The Inner Circles / Mendes Wood DM, Brussels, Belgium, 2021
Fiat – let it be done – is a command with which an authority exhorts a shared belief in the value of a currency. Fiat currencies are those that, dissociated from their equivalent in gold and silver, which can always be converted into the value of the material from which they are made, must rely on the almost-magical illusion that a symbolic contract issued by a king, a bank or a state guarantees a comparable value in all possible exchanges. It is, therefore, a request to have faith in it, but it can only be realized through a command. Let it be done. And so it is. An exemplary exercise in performativity.
Metal coins, which are currently in the process of disappearing in most prosperous economies in Europe, still represent, in the rest of the world, a fragile certainty that one can amass the weight of a ponderable value at the bottom of a pocket or purse. Even knowing that the nickel, copper and brass found in almost every alloy used to produce coins bear no relation to the gold standard they aspire to represent, it is reassuring to feel their weight as a way of renewing our faith in fiat.

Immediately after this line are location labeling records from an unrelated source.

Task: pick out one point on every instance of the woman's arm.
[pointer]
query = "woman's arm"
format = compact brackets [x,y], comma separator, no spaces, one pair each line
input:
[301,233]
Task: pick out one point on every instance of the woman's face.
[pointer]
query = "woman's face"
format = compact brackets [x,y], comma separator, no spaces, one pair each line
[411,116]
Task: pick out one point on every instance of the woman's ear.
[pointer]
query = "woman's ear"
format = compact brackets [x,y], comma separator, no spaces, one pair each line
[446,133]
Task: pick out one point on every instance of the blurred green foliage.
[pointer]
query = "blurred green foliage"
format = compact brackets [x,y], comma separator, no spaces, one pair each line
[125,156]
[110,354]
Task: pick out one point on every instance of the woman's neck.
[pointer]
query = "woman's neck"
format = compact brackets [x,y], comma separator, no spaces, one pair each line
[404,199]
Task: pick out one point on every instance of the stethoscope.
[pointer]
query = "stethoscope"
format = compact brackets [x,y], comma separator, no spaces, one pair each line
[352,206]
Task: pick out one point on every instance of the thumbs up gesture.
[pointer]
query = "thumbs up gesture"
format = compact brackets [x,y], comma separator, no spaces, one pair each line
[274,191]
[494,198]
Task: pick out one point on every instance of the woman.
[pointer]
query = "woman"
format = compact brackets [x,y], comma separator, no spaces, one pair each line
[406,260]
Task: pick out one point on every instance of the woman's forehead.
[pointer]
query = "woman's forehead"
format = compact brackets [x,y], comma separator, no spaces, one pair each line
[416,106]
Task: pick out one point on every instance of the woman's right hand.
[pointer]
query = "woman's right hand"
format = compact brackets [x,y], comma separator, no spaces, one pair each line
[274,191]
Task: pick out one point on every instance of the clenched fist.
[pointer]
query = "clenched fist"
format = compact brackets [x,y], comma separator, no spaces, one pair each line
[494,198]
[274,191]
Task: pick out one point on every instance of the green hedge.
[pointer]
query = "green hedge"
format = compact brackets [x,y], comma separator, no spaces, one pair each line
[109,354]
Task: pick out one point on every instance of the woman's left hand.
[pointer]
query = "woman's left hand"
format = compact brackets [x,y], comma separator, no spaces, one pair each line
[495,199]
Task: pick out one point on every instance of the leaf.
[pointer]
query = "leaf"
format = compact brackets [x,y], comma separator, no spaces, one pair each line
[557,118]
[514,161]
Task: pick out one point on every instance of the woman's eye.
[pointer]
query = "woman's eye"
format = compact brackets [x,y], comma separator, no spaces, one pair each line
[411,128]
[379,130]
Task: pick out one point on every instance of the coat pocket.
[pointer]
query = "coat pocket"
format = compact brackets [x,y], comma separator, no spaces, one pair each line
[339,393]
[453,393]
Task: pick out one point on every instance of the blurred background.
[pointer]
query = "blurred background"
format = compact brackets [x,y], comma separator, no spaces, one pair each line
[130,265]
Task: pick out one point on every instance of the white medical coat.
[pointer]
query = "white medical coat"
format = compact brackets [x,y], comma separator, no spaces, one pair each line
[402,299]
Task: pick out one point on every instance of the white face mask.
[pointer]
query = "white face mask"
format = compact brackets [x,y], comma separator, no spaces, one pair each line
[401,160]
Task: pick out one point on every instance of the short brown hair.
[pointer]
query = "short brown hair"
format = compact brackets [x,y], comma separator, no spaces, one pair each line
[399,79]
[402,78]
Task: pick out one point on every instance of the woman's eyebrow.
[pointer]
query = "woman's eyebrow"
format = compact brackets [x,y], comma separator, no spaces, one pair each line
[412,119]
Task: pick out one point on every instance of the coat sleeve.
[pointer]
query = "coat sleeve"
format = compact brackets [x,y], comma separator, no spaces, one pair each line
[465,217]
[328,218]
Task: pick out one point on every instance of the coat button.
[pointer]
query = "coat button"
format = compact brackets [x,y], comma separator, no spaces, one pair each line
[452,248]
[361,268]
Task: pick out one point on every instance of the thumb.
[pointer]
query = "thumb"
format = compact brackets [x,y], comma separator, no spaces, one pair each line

Perhaps, for this reason, the one Euro coins whose basic design the European Union has not changed since their original minting, feature a golden rim that frames the inner effigy like a ring.
What provides legitimacy to its value is not, of course, the golden rim and its allusion to gold, but the relief that represents authority on the coin’s inner disk. The face of a monarch, the emblem of a country or a cultural reference that is seen to represent the national character endows the currency with the symbolic backing invested in them by a state’s authority. In the complicated power balance within the European Union, the continuity of the underside’s design, identical in every country, contrasts with the changing motif on the frontside. Each EU country is in charge of their cultural reference, national emblem or monarch’s face to appeal to the legitimacy of fiat. But when it comes to encouraging confidence in currency exchange, what kind of legitimacy can –for instance– a Spanish monarch’s face inspire if he is being investigated for tax evasion and illegal commissioning?
The Euro’s golden rim closely evokes the halo typically found in Christian representations. A golden circle surrounding a face inevitably signals a supernatural quality. That of a saint or of monetary value. The magical effect seems to vanish when we imagine the low-relief portrait wearing off as it passes from hand to hand until it disappears, or when we encounter Runo Lagomarsino’s gesture that accelerates this poetic fading with a clear blow that hammers out of their halos the assigned value of hundreds of coins. Therefore, when we see that the disks removed from their golden rings have been melted into the shape of a simple plate, with no other attribute but its weight, excessive for such an ordinary object, we call into question the entire illusory apparatus that sustains the fiction of value. And Runo does so without resorting to the iconoclastic act that wielding a hammer might suggest. We recognize lightness in the precision of the strike that removes the coins’ magical link with value. We know that this is the same precise blow that once printed their value onto the metal. This perfect symmetry turns an act that could have been interpreted as pauperist vandalism into a precise poetic mechanism of “discoinage”.
Fiat Lux – let there be light – is the inaugural act of biblical cosmogony, and it anticipates enlightenment’s worldview. Michael Marder questions whether enlightenment is, after all, the paradox of fire without heat, of light without residue. Bringing light to facts in order to understand them, but without burning them or getting burned. The temporality of light emerging at daybreak to renew the news in daily newspapers. An odd idea in our present of uninterrupted newsworthiness, but one that suggests a worldview in which events themselves seemed to exist only under the light that illuminated them. In Runo’s A Cloud of Smoke, every morning’s newspaper collects wax dripping from a candle, making visible the irreducible trace left by light, the heat of fire, which never fully disappears no matter how hard we try to ignore it.